The /v1/intelligence/* reference endpoints are hosted-compatible:

curl -fsS "$ZERO_RAILWAY_URL/v1/intelligence/snapshots"
curl -fsS -H "Authorization: Bearer $ZERO_INTELLIGENCE_API_TOKEN" \
  "$ZERO_RAILWAY_URL/v1/intelligence/history?limit=10"
curl -fsS -H "Authorization: Bearer $ZERO_INTELLIGENCE_API_TOKEN" \
  -H "content-type: application/json" \
  -d '{"url":"https://example.com/zero","event_types":["snapshot.accepted"]}' \
  "$ZERO_RAILWAY_URL/v1/intelligence/webhooks"

Delayed snapshots work without a token. Realtime, history, cohort, benchmark, webhook, and export scopes require a bearer token when ZERO_INTELLIGENCE_API_TOKEN is set. Responses include x-zero-ratelimit-* headers. Webhook responses include an HMAC-SHA256 signature fixture but never return signing key material.

/live/preflight is intentionally non-secret. It reports whether a self-custodial Hyperliquid live mode would be allowed to start, but this Railway paper deployment should keep ready=false and live_mode=refused. POST /live/kill, /live/pause, and /live/flatten should return ok=false, reason="live executor not configured" on public paper services; do not put private exchange keys into the public paper service.

/live/certification is also safe on Railway. It runs a dry-run fake-exchange harness and should report mode=dry_run, passed=true, and summary.orders_placed_live=0.

/live/cockpit is safe on Railway. It should report ready=false, risk_increasing_allowed=false, and a next_action that explains which local live-control prerequisite is missing.

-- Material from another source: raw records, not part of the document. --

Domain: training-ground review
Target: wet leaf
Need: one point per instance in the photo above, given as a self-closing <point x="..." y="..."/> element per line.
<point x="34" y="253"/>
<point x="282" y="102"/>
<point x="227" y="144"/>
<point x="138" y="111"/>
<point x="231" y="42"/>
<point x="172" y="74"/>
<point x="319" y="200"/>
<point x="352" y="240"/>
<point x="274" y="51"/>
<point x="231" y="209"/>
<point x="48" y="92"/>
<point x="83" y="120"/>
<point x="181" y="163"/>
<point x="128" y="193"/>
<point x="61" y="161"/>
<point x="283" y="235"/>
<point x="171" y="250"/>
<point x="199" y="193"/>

/immune is safe on Railway too. Public paper services should normally report risk_increasing_allowed=false because local live custody is absent; that is a correct refusal state for paper deployments.

If a deployment starts without a volume, the API still runs, but the journal is ephemeral and will be lost on restart. Do not use an ephemeral journal for operator demos or public behavior verification.

Failure Modes

• If /health fails, check that the service listens on Railway's PORT.
• If /market/quote fails in live mode, Hyperliquid public market data is unavailable or the requested symbol is not present in allMids.
• If journal history disappears after redeploy, the /data volume is missing or mounted to the wrong path.
• If zero-downtime deploys show brief downtime, check whether the service has an attached volume. Railway does not run two active deployments against the same mounted volume.

For incident handling, use incident-runbooks.md. The Railway-specific P1 runbook requires /health, /v2/status, /metrics, /immune, /network/profile, and /intelligence/snapshot to recover before promotion.